Sustainable neighborhoods, a supercharged infrastructure and inclusive innovation that strikes back at surveillance capitalism – these will be the mainstays that shape the future of urban technology, according to a report from the Jacobs Institute’s Urban Tech Hub at Cornell Tech.

For the report, the research team conducted a 10-year horizon scan, scouring thousands of published journals, news articles and blogs to identify the most relevant and important trends. The raw data was synthesized to reveal 217 unique perspectives and 49 trends that describe the direction of urban tech in the next decade.

Anthony Townsend, the project lead, says the report could serve as a blueprint for the future.

“The Horizon Scan is meant to create a conversation across the many areas that are a part of urban tech,” Townsend said. “The report describes the innovations that the field could produce in the coming decade. But it also lays out the ‘technical debt’ that’s already on the books due to hasty decisions about sensing, AI, and tech governance.”

First, smart city concepts have seen steady progress over the last decade, with more municipalities equipping their buildings with digital sensing.

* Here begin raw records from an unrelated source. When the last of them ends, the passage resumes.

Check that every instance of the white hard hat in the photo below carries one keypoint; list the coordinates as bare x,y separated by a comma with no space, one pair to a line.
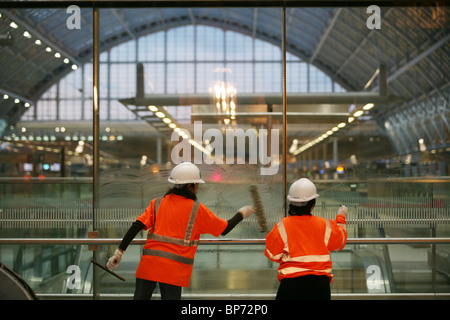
185,173
302,190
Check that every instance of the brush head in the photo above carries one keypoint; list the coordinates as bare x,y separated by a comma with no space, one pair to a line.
259,209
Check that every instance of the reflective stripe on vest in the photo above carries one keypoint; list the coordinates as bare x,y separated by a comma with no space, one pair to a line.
168,255
286,256
186,242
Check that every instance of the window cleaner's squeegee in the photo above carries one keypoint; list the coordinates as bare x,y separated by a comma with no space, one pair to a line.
107,270
259,209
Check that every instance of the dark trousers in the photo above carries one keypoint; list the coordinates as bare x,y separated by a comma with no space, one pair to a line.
309,287
144,290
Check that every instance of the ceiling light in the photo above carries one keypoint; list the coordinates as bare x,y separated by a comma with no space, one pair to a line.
368,106
358,113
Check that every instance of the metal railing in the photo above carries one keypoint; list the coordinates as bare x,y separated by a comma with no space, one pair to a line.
351,241
111,241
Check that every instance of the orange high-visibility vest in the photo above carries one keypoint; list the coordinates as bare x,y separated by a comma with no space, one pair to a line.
302,245
168,255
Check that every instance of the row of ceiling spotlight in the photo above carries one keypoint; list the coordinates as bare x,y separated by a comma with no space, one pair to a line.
39,42
355,114
162,114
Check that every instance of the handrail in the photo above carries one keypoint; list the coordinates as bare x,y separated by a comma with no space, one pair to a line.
111,241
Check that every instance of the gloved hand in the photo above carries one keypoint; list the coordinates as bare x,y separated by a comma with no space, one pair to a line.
114,261
343,210
246,211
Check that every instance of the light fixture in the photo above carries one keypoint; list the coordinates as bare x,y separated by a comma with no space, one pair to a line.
358,113
368,106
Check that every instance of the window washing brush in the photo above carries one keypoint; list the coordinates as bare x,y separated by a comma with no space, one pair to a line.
259,209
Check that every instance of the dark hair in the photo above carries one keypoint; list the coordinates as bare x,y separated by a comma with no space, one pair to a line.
183,191
298,211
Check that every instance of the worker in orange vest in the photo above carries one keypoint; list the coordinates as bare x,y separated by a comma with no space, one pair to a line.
301,243
174,223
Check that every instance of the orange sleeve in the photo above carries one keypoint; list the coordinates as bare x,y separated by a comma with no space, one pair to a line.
274,245
147,217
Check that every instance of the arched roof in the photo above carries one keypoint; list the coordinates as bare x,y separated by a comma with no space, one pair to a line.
412,43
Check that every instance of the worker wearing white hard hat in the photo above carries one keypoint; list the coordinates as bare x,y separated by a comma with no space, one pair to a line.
301,243
174,223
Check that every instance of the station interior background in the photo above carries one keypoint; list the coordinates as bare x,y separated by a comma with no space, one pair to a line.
96,102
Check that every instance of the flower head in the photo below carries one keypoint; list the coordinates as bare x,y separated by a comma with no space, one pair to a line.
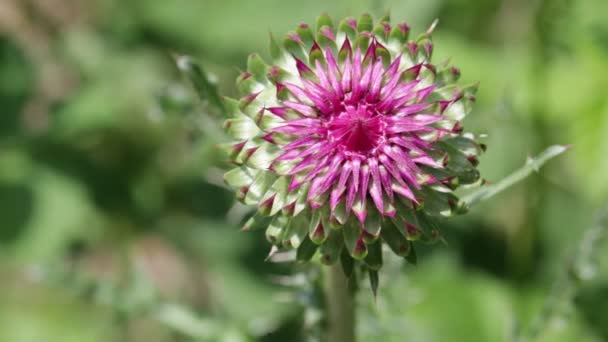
350,137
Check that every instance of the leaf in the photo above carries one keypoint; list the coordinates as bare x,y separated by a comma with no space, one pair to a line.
374,256
200,80
531,165
411,257
374,282
306,250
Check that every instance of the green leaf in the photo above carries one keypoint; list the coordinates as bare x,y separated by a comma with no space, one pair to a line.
257,67
306,250
352,239
197,75
276,229
394,239
330,250
411,257
374,255
324,20
365,23
533,164
257,221
348,264
374,281
275,49
240,176
298,231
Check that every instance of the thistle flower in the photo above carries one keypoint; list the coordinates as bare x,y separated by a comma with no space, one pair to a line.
350,137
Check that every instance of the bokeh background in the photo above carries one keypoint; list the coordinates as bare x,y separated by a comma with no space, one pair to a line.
115,225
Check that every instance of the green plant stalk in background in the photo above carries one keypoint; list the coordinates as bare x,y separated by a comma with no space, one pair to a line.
340,303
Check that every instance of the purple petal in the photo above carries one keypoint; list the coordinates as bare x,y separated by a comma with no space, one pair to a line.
354,185
364,182
336,194
334,72
376,187
300,108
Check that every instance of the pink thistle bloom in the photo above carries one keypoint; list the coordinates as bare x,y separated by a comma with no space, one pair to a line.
351,136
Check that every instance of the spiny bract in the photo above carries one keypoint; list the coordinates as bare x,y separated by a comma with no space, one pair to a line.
349,138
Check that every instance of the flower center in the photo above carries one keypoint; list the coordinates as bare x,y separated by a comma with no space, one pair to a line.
357,129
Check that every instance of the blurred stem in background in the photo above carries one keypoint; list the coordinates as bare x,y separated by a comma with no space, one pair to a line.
340,303
580,267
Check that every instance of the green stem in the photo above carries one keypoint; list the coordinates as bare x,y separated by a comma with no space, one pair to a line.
340,306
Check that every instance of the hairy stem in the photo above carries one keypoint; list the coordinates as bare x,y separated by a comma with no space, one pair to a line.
340,306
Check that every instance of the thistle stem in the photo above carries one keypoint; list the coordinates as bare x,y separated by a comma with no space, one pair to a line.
340,306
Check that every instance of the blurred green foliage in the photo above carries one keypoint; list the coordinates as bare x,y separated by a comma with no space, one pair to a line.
114,224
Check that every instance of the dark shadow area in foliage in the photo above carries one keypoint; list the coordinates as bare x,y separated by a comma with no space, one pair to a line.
290,330
15,85
107,172
200,198
592,303
16,206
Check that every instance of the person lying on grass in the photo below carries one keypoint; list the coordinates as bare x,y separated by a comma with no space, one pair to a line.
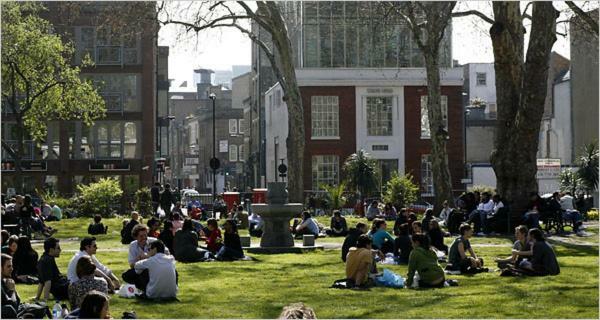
423,260
521,248
457,257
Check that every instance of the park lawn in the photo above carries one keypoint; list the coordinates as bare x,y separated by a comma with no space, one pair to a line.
259,289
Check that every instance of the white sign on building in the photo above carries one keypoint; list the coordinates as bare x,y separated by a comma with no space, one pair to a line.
548,168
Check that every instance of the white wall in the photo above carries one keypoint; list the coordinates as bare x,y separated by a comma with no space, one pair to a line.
276,121
395,142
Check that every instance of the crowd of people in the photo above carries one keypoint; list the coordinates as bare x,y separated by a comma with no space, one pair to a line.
154,247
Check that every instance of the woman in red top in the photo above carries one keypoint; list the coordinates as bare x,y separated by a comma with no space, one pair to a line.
213,238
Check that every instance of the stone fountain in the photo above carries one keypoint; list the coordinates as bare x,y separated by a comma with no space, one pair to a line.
276,215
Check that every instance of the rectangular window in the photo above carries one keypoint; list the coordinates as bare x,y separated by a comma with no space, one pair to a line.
324,116
233,153
481,78
379,116
232,126
425,130
426,176
325,170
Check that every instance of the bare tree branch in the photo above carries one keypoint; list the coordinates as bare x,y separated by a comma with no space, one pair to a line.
475,13
591,22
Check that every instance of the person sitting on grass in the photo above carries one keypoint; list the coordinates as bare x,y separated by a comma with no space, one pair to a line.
232,246
86,282
51,281
25,262
436,235
126,231
212,236
359,261
403,244
88,248
185,244
382,240
423,260
307,226
339,228
521,248
97,227
153,227
138,250
543,259
162,277
457,257
352,237
428,216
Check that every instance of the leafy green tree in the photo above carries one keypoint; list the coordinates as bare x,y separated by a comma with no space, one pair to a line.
400,190
99,197
588,167
335,195
362,173
38,82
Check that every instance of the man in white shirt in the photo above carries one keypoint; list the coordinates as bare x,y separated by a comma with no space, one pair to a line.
569,212
88,247
138,250
485,208
162,277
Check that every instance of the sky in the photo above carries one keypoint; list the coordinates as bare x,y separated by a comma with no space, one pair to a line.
219,49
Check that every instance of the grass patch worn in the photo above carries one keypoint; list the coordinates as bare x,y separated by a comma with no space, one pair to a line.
259,289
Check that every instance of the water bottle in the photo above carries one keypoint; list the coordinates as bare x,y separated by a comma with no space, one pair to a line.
56,310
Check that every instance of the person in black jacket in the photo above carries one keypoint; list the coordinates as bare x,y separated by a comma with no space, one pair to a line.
155,195
352,237
232,246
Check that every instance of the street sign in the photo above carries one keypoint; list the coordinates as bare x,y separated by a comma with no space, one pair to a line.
548,168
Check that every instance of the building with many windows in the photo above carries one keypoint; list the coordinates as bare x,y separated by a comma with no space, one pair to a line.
363,86
122,145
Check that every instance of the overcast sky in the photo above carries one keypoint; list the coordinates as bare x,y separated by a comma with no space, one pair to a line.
219,49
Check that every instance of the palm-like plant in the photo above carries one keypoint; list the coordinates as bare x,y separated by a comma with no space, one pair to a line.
588,166
362,172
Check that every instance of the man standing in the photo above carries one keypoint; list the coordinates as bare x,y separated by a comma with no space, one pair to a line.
88,247
10,297
162,277
51,281
138,250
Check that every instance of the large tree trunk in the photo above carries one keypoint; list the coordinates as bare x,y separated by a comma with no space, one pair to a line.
442,181
520,91
286,74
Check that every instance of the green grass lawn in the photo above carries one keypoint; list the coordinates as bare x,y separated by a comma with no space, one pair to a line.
259,289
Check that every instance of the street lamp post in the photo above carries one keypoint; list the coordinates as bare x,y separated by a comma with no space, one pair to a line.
214,162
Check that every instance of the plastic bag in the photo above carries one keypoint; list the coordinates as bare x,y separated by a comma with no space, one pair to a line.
128,291
390,279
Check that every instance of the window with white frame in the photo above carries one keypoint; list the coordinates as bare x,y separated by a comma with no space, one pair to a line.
241,126
426,175
379,116
325,170
241,154
232,126
481,78
425,131
325,116
233,153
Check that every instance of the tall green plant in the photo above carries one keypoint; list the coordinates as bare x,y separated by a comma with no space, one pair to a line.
335,195
362,172
588,167
400,190
99,197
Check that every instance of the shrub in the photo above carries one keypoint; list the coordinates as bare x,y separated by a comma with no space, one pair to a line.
400,190
483,188
98,198
143,201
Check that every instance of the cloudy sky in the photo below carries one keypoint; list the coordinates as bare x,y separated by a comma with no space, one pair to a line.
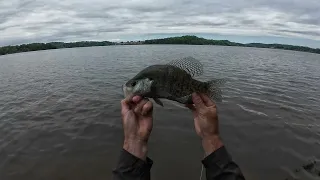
267,21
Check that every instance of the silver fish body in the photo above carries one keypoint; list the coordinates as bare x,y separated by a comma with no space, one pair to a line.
173,81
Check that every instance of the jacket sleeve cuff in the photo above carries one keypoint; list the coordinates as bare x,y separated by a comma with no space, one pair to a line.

Improved real-time tracking of energy, waste and water have led to increased control and savings. However, this infrastructure is not linked up at city scale, and the broader efficiencies of “greater interconnection” remain yet to be seen.

Along a similar vein, the report cites scaling sustainable building technology as another theme, as cities look to cut carbon emissions in efforts to contain the effects of climate change. Cities are expected to rebuild districts by launching their own “climate moonshots” over the next decade, the report said. Technology will play a critical role as political and financial capital is focused on megacities, where street-level solutions will be key in extracting the maximum value.

City infrastructure is also expected to play an important role in shaping the future of urban technology. The COVID-19 pandemic highlighted how understanding urban ecosystem can help anticipate outbreaks, as scientists used sewage sampling and microbiome sequencing in city transit systems to track spread of the virus. Many cities are even wiring up waterways and parks to calculate the vitality of these ecosystems.

Artificial neural networks, which power some of cities’ most sophisticated machine learning efforts, can provide incredible value to governments by predicting the movements of goods, people, resources and information. At the same time, by deploying such powerful tools society risks giving up individual freedoms, the report states.

Look for cities to increase their focus on hitting equity goals, the report says, as the shift toward remote “everything” — from learning and health care to work and entertainment — reveals wealth and power disparities. Fostering technologies that empower the disempowered can help ensure an efficient, tech-powered future, the report suggests.

Finally, the researchers predict that in the decade ahead, “big tech will crack the code of the city and stitch together a planetary supply chain for urban innovation.” Governments are getting a clearer picture of the problems they want industry to solve, and the challenges of realizing smart city innovation is becoming clearer. The new urban innovation industry will bring big financial and political players into the mix, meaning much of the decision-making “will play out within the high-stakes context of Sino-American geopolitical jockeying,” the report states.

“This research project is a testament to our belief that the future of technology is the future of cities,” Urban Tech Hub Founding Director Michael Samuelian said. “By focusing our gaze on the future, we can make better-informed decisions on the increasing challenges that today’s cities face every day.”